Ironically, I think learning Italian made me a good English teacher. Learning another language’s grammar allows you to perfect your own language skills. In addition, empathy is a huge quality to have when it comes to teaching. I understand my students’ plight because I was right there with them. There were days that I struggled with Italian. There were grammar concepts I couldn’t understand, exceptions to rules that I couldn’t remember, and words where I didn’t know where to put the accent. Learning a language can be frustrating. I put myself in my students’ shoes, and I try to be as patient and empathetic as possible. I also try to connect with my students and tell them that I understand and appreciate their culture. My grandmother came to the States from Italy when she was a grown woman. She struggled to learn the language, but she made it through sheer willpower and determination. I am also teaching English in Italy in her honor. If I can help one student speak better and be successful, then it was time well spent. I also try to make it more of a cultural exchange, so the student feels at ease. If students are comfortable, serene, and feel understood it really opens them up to take the risk, make a mistake and learn. As they say, sbagliando s’impara!

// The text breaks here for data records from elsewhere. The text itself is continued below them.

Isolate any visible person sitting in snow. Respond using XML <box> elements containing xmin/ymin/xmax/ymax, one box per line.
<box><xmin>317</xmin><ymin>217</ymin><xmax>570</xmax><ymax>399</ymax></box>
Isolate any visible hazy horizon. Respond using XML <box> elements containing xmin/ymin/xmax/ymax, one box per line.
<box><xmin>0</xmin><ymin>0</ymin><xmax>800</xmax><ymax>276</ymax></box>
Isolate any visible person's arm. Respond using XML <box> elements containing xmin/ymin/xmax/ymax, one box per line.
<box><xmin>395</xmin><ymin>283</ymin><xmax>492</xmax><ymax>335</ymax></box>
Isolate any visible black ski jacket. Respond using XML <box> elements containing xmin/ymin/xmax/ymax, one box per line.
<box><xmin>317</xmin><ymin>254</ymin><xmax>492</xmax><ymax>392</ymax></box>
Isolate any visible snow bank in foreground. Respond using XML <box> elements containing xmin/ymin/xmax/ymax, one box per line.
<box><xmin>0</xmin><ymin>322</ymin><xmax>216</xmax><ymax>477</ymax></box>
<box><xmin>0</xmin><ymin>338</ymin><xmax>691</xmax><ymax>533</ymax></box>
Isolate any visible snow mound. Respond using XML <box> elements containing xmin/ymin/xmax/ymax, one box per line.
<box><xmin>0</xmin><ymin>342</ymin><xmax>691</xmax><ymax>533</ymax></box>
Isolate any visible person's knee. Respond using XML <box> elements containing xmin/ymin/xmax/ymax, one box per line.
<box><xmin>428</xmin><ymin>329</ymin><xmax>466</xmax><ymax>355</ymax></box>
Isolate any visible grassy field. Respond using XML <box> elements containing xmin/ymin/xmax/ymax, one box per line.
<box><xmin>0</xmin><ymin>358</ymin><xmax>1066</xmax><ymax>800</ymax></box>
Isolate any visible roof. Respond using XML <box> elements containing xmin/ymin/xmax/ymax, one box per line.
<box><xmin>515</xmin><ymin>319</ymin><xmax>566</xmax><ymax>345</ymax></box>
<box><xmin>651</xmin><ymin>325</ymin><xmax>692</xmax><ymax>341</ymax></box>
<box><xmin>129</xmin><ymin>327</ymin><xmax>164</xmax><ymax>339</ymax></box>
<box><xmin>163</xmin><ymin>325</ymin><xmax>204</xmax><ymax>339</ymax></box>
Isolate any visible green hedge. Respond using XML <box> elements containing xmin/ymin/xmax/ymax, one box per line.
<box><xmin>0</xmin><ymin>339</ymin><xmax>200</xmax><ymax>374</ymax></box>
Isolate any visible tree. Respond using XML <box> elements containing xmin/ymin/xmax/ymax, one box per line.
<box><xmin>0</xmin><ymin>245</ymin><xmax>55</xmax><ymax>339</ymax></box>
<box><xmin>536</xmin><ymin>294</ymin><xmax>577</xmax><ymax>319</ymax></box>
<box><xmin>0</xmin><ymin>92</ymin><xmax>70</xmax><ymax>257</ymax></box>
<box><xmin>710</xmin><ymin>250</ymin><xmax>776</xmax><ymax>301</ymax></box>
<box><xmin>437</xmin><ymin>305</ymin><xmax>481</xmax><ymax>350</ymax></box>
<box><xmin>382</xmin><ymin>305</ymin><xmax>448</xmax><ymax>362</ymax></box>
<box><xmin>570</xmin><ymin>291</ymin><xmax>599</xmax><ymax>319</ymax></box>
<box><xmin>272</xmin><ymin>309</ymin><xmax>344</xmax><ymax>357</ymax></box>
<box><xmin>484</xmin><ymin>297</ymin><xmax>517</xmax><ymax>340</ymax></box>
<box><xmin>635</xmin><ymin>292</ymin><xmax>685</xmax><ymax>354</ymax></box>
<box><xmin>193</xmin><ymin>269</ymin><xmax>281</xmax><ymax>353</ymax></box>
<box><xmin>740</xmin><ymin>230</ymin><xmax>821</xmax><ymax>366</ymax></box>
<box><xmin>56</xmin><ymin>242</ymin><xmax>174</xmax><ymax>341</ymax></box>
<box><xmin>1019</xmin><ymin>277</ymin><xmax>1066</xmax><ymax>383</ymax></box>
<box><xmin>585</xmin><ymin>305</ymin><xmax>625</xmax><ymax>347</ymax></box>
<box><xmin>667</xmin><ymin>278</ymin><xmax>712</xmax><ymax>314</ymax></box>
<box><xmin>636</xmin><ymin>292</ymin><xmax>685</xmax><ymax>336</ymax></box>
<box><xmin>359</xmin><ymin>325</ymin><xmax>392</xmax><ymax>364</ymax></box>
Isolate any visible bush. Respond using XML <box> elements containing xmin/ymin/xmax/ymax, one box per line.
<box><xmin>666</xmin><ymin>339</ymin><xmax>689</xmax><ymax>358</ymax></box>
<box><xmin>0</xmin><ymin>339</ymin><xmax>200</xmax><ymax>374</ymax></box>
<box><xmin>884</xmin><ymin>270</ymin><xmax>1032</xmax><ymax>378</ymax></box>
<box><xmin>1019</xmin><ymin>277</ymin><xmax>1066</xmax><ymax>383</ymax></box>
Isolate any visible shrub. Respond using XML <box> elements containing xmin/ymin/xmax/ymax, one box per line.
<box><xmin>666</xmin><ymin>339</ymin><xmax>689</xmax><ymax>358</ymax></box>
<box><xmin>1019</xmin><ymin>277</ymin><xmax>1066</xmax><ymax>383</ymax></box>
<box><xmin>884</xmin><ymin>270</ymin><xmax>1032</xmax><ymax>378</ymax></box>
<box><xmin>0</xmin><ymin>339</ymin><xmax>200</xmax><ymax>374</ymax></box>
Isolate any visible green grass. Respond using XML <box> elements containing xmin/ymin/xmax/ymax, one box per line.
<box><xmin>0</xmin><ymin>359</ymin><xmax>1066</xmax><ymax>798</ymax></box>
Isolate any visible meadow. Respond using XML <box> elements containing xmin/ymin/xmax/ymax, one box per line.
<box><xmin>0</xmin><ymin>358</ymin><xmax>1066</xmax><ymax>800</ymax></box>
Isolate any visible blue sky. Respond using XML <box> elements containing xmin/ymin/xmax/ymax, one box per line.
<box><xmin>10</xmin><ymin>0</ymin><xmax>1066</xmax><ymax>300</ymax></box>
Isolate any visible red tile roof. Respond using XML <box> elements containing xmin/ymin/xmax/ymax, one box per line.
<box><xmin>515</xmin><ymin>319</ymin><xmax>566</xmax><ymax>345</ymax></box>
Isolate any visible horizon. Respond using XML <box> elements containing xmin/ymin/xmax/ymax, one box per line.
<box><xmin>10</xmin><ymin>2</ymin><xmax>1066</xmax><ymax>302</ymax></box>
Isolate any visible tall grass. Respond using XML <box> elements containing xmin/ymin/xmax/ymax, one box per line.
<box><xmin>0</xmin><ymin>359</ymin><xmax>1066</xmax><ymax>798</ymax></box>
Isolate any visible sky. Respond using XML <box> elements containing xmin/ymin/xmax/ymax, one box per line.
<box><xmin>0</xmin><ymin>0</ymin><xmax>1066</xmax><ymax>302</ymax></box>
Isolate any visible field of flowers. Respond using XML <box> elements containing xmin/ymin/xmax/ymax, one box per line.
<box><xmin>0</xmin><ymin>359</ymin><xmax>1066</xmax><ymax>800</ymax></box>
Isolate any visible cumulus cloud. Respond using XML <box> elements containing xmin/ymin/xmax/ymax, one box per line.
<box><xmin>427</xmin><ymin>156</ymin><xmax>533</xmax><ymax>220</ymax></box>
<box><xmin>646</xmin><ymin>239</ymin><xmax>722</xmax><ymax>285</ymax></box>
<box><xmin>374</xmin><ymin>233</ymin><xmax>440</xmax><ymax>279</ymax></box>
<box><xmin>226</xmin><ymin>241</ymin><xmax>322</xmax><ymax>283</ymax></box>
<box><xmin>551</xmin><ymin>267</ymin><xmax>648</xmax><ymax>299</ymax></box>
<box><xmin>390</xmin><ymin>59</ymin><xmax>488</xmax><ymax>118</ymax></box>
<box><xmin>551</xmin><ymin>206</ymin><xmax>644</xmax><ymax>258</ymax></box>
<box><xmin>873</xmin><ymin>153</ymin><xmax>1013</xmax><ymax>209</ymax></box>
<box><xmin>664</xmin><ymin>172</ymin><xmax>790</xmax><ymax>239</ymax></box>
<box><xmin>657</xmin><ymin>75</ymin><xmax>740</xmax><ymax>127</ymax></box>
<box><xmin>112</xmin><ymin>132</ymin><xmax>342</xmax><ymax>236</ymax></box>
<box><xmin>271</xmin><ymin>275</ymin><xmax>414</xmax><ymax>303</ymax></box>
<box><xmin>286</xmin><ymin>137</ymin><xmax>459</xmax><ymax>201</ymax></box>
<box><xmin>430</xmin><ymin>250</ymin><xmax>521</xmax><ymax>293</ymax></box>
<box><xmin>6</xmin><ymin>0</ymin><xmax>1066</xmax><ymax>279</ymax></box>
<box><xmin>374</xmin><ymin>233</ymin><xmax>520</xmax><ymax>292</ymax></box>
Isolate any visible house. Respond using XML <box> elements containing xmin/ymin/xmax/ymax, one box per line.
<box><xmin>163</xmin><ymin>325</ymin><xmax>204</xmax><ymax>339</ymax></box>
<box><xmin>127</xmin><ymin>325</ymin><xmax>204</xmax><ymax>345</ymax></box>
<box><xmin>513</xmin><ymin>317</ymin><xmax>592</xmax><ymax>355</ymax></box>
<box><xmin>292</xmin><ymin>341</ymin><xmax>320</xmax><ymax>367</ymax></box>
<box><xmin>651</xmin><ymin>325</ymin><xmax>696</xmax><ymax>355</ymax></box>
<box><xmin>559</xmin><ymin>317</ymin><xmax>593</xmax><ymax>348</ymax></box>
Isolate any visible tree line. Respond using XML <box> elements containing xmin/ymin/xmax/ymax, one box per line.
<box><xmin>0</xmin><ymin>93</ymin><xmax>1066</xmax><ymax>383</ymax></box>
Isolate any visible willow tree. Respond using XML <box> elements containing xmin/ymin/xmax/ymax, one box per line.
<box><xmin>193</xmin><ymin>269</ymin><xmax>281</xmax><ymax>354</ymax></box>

I would like to conclude by saying that I will never forget my experience at JCU. It helped me grow in so many ways and made me the woman I am today. During those years at JCU I grew professionally, academically, but most of all personally. Studying abroad and choosing JCU in Rome was not only a culturally rich experience, but it made me realize my full potential and believe in myself. Thank you JCU and Italian Studies!
La Bohème will run from January 4 – 16 at Teatro Vittoria in Rome, Italy.